Toward the back of the gallery, past evenly spaced paintings focusing on embellished garb and simple torsos, hangs Europa’s Bull, 2020, which shows the titular animal in a roughly contrived landscape. The ochre tones of the packed dirt and the white bull’s tan hide augment the festive colors of a small blue-flowered garland, cushioned in fresh green leaves, that wobbles under and over his meek horns. The painting’s ambiguous emotionality collects in the watery, bloodshot edges of the bull’s black-brown eyes. Tense lines strain a face whose contours are formed by thin layers of scraped paint.

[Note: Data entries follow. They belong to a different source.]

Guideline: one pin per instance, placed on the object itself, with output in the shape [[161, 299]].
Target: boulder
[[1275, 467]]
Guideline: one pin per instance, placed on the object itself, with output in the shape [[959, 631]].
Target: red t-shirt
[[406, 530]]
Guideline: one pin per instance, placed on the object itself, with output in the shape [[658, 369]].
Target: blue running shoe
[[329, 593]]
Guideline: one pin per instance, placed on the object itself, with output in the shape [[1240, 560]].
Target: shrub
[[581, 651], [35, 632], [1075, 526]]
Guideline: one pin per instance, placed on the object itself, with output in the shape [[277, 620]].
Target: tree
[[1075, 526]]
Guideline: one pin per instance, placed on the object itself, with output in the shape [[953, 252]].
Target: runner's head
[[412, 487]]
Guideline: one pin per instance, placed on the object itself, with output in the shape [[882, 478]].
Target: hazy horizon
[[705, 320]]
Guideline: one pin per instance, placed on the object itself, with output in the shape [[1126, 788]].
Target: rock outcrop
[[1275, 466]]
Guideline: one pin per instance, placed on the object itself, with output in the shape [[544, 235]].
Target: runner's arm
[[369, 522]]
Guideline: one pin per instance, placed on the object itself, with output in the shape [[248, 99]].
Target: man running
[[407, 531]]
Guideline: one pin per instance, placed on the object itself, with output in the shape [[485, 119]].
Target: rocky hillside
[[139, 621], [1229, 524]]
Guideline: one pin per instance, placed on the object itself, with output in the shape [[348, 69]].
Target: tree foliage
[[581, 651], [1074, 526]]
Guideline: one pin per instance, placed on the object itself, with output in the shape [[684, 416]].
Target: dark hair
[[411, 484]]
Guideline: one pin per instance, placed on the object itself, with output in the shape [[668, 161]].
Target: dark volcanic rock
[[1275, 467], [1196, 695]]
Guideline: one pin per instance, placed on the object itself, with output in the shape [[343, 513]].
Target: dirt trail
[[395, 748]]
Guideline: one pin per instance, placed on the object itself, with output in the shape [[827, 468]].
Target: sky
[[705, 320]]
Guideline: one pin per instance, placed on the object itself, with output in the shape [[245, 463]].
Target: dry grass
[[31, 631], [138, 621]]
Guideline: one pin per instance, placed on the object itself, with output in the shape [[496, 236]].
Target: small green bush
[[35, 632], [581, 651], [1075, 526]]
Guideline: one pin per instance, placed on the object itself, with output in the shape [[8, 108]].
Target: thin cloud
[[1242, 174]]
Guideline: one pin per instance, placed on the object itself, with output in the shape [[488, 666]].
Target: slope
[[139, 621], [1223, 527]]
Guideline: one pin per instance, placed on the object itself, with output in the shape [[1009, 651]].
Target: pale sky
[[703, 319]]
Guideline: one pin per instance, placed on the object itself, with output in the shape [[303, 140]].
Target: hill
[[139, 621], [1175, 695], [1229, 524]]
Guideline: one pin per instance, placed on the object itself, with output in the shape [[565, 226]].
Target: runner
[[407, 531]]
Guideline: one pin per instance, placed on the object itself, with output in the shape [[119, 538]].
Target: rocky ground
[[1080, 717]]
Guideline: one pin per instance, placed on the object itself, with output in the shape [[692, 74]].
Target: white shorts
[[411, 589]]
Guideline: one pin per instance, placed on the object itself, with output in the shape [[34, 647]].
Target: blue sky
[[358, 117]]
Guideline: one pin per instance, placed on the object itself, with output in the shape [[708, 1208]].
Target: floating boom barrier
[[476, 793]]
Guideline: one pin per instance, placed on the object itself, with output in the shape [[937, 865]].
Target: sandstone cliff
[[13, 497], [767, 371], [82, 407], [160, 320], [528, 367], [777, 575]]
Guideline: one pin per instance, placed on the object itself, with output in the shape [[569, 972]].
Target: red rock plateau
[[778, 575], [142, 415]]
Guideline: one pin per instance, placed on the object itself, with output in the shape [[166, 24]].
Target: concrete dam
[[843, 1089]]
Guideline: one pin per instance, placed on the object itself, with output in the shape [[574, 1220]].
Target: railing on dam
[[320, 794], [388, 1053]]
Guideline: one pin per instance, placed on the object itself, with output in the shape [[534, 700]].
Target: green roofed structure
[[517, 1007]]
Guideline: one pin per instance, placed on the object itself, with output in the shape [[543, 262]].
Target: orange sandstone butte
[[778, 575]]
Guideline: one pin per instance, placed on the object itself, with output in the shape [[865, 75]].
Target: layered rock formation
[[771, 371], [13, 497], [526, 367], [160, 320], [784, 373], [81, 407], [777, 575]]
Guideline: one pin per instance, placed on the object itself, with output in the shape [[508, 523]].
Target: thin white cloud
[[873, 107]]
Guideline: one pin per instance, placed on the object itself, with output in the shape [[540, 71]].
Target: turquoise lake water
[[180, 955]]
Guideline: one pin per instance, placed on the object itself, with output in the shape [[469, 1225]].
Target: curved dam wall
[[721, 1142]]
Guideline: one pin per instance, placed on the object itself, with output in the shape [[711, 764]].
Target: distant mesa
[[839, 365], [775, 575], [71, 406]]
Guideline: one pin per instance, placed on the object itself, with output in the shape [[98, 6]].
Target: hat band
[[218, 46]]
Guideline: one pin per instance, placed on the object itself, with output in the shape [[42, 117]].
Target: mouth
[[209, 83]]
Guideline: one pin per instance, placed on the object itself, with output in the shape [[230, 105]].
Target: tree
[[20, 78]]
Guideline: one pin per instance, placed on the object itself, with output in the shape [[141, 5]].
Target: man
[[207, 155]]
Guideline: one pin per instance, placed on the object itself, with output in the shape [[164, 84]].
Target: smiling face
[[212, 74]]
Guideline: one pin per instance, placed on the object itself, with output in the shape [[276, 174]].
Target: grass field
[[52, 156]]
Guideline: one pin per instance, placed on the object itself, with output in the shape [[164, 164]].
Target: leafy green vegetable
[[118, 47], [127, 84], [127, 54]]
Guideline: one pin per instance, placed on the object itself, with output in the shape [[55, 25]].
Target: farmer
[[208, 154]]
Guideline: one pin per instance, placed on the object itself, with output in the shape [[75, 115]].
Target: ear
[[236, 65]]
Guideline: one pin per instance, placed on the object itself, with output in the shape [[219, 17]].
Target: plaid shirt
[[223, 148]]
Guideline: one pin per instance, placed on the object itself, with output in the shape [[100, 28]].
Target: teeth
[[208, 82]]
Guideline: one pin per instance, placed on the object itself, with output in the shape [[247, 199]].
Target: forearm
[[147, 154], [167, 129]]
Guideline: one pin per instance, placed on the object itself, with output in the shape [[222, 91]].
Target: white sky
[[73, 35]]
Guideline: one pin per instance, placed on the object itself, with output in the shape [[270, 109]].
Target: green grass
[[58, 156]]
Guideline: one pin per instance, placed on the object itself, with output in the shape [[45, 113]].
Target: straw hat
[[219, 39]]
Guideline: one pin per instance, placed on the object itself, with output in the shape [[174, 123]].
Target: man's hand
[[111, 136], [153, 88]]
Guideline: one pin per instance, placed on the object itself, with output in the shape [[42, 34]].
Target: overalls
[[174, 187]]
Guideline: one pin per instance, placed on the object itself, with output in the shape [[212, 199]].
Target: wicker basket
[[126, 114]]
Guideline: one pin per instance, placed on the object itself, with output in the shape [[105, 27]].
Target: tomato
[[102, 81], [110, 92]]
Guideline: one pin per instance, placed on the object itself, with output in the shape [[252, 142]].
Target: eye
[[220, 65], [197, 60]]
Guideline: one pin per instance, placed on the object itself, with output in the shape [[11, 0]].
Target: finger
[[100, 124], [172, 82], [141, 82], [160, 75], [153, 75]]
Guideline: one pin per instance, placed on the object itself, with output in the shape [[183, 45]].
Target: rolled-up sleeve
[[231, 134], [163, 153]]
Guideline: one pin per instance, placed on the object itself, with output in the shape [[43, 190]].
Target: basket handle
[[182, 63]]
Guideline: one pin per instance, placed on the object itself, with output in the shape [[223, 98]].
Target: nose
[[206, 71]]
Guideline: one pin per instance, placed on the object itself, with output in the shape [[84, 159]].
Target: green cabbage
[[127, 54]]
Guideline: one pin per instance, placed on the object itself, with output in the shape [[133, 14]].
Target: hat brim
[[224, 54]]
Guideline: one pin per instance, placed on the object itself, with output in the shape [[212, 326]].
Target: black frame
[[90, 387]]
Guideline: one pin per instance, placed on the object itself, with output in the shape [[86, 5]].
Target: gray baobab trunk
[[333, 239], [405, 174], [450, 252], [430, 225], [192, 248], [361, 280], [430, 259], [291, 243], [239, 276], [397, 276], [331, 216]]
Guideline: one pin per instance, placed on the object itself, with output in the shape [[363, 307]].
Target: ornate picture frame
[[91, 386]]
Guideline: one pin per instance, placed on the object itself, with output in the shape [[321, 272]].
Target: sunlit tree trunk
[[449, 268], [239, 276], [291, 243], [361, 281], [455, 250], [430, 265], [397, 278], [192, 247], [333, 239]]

The bull references various paintings titled The Rape of Europa; Paolo Veronese’s hangs in the National Gallery, but the bull painted by Nashashibi is directly connected to Titian’s better-known version from 1560–1562. The animal is a symbol of brute force and virility as well as the guise that Zeus would take for his abduction of the nymph named Europa. Yet the emotive creature defies this invented symbolism, and the exhibition as a whole critiques the allegorical European tradition as a claim of domination over the natural world, in turn using painting as a method to imbue old representations with new life.